The International Baccalaureate mathematics examinations require you to be familiar with a graphical display calculator. Here, I discuss the use of the GDC in Standard and Higher Level mathematics.
So you’ve just been handed a brand new graphical display calculator (GDC) for your IB maths course. There’s a good chance that you have been given a Texas Instruments Ti84+ or a Casio FX9860. If you did the MYP programme, then you may have used a GDC before. But if you took the GCSE or IGCSE, then it will be new to you.
I lay out some tips and thoughts below for using your GDC.

Don’t expect your teacher to show you all the features of the GDC. If you don’t understand how to do a particular operation, there are great tutorials on Youtube.

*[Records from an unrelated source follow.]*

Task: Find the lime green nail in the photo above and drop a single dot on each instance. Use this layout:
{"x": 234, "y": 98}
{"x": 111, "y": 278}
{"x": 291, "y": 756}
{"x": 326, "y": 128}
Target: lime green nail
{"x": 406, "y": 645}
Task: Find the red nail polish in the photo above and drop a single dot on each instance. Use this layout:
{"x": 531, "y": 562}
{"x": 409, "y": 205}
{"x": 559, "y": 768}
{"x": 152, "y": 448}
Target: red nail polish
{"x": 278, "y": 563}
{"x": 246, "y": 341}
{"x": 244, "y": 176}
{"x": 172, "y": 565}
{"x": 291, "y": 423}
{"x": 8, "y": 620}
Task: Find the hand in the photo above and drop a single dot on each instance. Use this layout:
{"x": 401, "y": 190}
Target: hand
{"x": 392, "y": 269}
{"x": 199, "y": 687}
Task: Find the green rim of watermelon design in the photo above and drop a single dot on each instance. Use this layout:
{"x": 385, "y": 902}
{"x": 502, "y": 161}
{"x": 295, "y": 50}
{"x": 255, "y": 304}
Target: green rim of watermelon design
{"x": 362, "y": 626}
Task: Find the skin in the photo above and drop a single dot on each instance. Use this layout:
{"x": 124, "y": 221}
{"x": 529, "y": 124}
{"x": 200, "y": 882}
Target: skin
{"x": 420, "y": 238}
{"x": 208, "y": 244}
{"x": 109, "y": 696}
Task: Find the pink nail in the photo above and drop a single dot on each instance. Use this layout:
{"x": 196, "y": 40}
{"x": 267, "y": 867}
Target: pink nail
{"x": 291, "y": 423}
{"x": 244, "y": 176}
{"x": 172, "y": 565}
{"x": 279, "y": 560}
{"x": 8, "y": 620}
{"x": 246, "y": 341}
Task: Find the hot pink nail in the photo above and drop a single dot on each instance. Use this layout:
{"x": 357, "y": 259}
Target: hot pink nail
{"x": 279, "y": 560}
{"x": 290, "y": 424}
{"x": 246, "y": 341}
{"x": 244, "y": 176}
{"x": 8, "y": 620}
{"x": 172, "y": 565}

See the list of links at the end of the article. For more complex queries, you may need to download the manual if you don’t have a hard copy.

Do take it to class every day. Although there will be times when you don’t need it, you don’t want to be borrowing one off your neighbour. Put your name on it so you don’t lose it.

Remember that in paper 2 (SL or HL) and both papers (Studies) you are going to need your calculator to do many of the questions. Don’t try to do longwinded calculations by hand when there is a quick method using the GDC. You won’t get extra credit and you increase your chance of making mistakes. You need a different way of thinking when tackling calculator questions. All good IB textbooks identify whether a question is intended for the calculator or not.

First and foremost, the graphing calculator can solve equations and inequalities graphically for you. But like drawing any graph, you need to tell the calculator the range of values for the x and y axes. This is called the WINDOW. If you don’t get the WINDOW right, you won’t see any curve on your display.

All GDCs have a ZOOM function to zoom in and out of regions of interest on the graph you have plotted.

For calculations involving angles (sine, cosine, etc), you need to know if you are working in degrees or radians. Make sure you know how to change the mode of the calculator. In IB, you are usually working in radians. The sine of ten degrees is not the same as the sine of ten radians.

The statistical functions on the calculator are very powerful. Make sure that you learn how to enter data sets, display a scatter diagram and work out mean, median and other common statistical functions.

Don’t confuse the ‘subtract’ and the ‘minus’ operations. These are distinct and not accessed by the same key. Minus for entering a negative number. Subtract for taking away.

Beware of raising a negative number to a power. Put all negative numbers in brackets first if they are to be raised to a power. Try both ways – you will see what I mean.

Practise makes perfect. Don’t leave learning the calculator skills to the last minute.